# Blue cats stocked in Hoover reservoir



## mo65 (Aug 5, 2011)

Has anyone heard about this? I guess yearling and fingerling Blues will be stocked into Hoover reservoir in the fall. This is great news!:Banane34:


----------



## Joey209 (Oct 17, 2007)

Hopefully Hoover works out better than Dillon


----------



## marinescco (Aug 21, 2007)

I am pretty sure they have been talking about this for years. I hope they finally do it. There is definitely some deep water for them to thrive there.


----------



## mo65 (Aug 5, 2011)

Joey209 said:


> Hopefully Hoover works out better than Dillon


Yes, hopefully it does. What happened at Dillon, did they end up down the river? ODNR says if stocking results are positive, stocking may be expanded to additional reservoirs.


----------



## Joey209 (Oct 17, 2007)

mo65 said:


> Yes, hopefully it does. What happened at Dillon, did they end up down the river? ODNR says if stocking results are positive, stocking may be expanded to additional reservoirs.
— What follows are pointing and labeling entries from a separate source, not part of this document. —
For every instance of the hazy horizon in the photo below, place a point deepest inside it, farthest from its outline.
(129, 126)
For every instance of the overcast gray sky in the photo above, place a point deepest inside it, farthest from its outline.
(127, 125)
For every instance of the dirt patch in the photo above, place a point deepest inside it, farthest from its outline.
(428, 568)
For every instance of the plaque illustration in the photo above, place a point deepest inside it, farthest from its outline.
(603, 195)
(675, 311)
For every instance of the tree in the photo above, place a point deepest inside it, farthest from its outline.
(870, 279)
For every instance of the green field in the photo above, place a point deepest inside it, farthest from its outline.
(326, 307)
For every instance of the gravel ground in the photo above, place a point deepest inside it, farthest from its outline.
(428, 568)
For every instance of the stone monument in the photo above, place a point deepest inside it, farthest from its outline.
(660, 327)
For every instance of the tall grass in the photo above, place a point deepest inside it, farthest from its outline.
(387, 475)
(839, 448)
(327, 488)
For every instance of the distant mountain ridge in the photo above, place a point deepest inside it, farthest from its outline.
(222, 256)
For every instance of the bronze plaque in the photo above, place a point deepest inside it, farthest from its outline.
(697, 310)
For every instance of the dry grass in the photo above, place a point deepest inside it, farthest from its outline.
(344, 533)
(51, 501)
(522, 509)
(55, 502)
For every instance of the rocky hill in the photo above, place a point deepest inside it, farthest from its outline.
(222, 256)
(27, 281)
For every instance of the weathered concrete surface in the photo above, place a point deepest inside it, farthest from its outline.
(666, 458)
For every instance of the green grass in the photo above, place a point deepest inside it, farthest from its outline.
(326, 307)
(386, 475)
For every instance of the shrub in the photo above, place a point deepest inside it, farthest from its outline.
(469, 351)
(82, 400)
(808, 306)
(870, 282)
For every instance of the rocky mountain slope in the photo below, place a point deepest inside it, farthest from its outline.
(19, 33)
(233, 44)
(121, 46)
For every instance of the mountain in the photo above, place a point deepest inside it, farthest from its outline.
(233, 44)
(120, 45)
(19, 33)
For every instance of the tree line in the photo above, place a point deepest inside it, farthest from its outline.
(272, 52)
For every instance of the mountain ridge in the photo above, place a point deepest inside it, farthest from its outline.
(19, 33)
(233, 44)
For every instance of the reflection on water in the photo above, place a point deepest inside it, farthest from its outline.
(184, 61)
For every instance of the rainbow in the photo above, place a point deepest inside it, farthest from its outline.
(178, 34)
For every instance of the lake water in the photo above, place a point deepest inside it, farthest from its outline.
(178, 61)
I dont think anyone has caught any of them outta Dillon,but many have been caught in the spillway,licking river,muskingum and the Ohio river. Dillon is a flood control lake and its very easy to get out of if your a fish


----------



## mo65 (Aug 5, 2011)

Joey209 said:


> I dont think anyone has caught any of them outta Dillon,but many have been caught in the spillway,licking river,muskingum and the Ohio river. Dillon is a flood control lake and its very easy to get out of if your a fish


Well, at least they're catching them in the rivers. They should do well there. Cross your fingers for Hoover!:Banane35:


----------